Is a URANIUM implosion nuke possible?

Not that I hope or plan to build one myself, or anything.

But I am curious…all the implosion fission bombs I’ve heard of use Plutonium for nuclear “fuel.” But is it possible to use Uranium for the same purpose? And, if so, why isn’t it done? Too impractical? Not efficient enough? Too expensive, by weight?

Well, thanks for your (extreme) patience,
Ranchoth

To make a nuke go off, you want to create a supercriticality. Not just a critical mass, but 2-3 critical masses.

Problem is, in going from less than critical to 3 times critical, you have to pass through 1.1 times critical, 1.5 times critical etc. At which point your nuke can blow itself apart with the force of a feeble few pounds of TNT before it even really gets going. That’s called predetonation, or a “fizzle”.

The insertion time is the SMALL time interval that you have to arrange your sub-critical assembly into a supercritical assembly without it predetonating. Uranium has a much bigger insertion time than plutonium, so you can get away with the gun-type assembly used in the Hiroshima bomb with uranium. A gun type plutonium bomb would pre-detonate.

With plutonium, you have to use an implosion assembly. With uranium, you can use an implosion assembly, and it would get you a bigger bang for the amount of uranium used. But AFAIK nobody makes or uses uranium nukes any more - enriching it to weapons grade is so hideously difficult and slow and expensive. Instead, people use plutonium because it’s easier to manufacture and it has a smaller critical mass. The old non-implosion uranium bombs are antiques.

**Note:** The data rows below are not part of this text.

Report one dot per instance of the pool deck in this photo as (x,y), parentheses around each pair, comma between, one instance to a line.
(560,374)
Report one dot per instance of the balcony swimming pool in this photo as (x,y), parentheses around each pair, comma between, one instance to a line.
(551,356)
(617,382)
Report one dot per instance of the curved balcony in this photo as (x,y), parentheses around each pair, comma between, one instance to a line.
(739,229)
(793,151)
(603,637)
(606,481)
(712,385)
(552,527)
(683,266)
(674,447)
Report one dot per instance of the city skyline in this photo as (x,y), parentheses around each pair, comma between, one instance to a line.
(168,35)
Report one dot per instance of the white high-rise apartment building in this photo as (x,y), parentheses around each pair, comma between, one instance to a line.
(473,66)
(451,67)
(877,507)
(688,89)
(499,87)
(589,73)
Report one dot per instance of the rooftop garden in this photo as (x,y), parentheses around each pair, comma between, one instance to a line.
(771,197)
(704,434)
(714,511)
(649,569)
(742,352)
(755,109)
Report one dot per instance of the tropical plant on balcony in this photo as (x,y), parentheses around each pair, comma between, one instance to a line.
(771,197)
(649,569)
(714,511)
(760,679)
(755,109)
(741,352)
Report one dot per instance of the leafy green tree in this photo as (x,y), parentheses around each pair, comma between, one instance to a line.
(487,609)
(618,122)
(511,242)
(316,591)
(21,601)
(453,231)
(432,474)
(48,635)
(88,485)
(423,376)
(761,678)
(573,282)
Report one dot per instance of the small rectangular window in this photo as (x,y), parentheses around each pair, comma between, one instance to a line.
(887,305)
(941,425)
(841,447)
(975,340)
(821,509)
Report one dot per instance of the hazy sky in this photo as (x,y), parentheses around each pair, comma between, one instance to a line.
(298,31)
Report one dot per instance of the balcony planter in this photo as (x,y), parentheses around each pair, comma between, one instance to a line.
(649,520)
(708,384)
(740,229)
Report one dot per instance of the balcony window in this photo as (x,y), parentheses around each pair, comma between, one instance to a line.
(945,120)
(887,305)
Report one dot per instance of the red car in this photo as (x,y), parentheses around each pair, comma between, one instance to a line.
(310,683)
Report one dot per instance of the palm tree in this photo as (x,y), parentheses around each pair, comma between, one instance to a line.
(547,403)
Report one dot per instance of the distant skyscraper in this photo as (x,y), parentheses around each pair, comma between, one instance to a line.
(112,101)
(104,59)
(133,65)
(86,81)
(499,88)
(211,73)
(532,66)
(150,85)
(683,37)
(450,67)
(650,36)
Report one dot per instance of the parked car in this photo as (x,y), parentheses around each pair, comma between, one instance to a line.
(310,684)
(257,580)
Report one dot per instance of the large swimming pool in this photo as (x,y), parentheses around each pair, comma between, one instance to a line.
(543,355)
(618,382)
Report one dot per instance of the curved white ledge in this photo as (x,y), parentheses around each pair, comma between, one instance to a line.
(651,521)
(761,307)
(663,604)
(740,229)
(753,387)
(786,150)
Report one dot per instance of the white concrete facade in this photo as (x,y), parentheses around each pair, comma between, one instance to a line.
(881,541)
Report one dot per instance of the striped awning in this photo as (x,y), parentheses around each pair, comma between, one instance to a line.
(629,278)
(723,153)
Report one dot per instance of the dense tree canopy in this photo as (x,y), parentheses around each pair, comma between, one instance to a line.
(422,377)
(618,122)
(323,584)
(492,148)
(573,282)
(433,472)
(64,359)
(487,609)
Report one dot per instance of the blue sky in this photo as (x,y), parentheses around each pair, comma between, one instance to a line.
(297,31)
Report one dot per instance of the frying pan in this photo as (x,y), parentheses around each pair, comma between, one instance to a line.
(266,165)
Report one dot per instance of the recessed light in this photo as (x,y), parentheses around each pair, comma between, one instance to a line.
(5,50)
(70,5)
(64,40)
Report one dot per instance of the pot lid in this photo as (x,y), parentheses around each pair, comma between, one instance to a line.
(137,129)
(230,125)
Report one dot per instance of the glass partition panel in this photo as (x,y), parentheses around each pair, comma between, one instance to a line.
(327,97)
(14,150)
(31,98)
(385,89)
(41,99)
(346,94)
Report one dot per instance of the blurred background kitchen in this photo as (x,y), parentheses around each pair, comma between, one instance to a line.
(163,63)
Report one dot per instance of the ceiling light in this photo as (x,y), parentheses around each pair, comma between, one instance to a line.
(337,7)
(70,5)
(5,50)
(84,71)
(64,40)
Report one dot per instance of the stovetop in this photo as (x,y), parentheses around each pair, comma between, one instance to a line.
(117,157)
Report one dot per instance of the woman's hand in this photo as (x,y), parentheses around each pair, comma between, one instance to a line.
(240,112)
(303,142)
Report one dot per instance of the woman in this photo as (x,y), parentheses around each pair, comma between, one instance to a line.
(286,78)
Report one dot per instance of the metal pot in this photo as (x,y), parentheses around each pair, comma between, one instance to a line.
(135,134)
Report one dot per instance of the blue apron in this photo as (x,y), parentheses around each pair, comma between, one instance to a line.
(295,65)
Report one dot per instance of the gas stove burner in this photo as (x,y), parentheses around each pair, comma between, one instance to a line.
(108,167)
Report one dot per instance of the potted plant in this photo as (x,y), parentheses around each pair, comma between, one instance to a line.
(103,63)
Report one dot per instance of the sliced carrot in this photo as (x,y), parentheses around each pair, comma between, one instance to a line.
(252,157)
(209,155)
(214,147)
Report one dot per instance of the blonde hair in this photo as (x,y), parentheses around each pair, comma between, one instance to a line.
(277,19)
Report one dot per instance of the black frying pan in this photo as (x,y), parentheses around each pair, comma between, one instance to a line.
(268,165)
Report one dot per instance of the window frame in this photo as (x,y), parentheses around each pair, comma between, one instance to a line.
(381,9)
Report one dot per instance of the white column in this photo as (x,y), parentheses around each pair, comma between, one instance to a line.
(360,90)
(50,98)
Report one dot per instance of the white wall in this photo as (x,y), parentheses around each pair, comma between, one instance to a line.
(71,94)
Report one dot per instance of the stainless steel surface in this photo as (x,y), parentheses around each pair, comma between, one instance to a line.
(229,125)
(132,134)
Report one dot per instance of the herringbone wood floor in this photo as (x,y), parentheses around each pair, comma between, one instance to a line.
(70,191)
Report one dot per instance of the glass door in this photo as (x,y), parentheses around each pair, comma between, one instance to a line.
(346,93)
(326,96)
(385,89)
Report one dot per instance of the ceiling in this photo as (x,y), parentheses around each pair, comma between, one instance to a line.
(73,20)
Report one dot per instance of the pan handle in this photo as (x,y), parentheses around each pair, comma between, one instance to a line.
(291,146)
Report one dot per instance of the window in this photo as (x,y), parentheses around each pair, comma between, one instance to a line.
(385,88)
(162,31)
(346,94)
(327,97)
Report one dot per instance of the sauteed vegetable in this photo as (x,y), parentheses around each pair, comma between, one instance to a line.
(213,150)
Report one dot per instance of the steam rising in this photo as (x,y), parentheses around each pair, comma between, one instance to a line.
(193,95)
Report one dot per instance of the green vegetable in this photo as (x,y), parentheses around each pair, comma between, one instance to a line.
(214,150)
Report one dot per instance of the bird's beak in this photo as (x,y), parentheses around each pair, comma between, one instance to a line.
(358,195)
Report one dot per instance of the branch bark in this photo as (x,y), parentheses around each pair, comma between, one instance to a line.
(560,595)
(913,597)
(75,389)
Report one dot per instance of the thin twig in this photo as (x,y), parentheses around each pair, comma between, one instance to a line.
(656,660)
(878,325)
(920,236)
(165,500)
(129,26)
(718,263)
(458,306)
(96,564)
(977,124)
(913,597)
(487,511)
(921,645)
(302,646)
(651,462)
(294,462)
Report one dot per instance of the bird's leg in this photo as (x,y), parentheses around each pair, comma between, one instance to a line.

Well, I was going to post that the “Fat Man” bomb dropped on Nagasaki was an implosion type (as opposed to “Little Boy’s” gun type) but a quick google turned up that Fat Man used Plutonium. I could’ve swore both were Uranium nukes.

It’s probably an efficiency choice. An implosion type bomb is more complicated, since the timing is more crucial. You have to get the explosive charges around the nuclear fuel to go off just right to squeeze the mass into a critical density. So you’d probably only use this type of bomb when you had to. If you’re going to use Uranium, it’s simpler to just use the gun type for the reasons matt laid out.

Concur with previous posters. Just wanted to add that an implosion configuration can get you a higher degree of supercriticality and thus a higher yield. A gun-type device is limited to just over 2x critical mass …

Absolutely. As a matter of fact, the seventh nuke ever detonated was one of these- the Yoke test of Operation Sandstone in 1948 (Eniewetok Atoll). The sixth test was a composite plutonium/uranium core as well.

http://nuclearweaponarchive.org/Usa/Tests/Sandston.html

The funny thing is that at the time, plutonium was harder to come by than enriched U-235, so that’s why they went to it.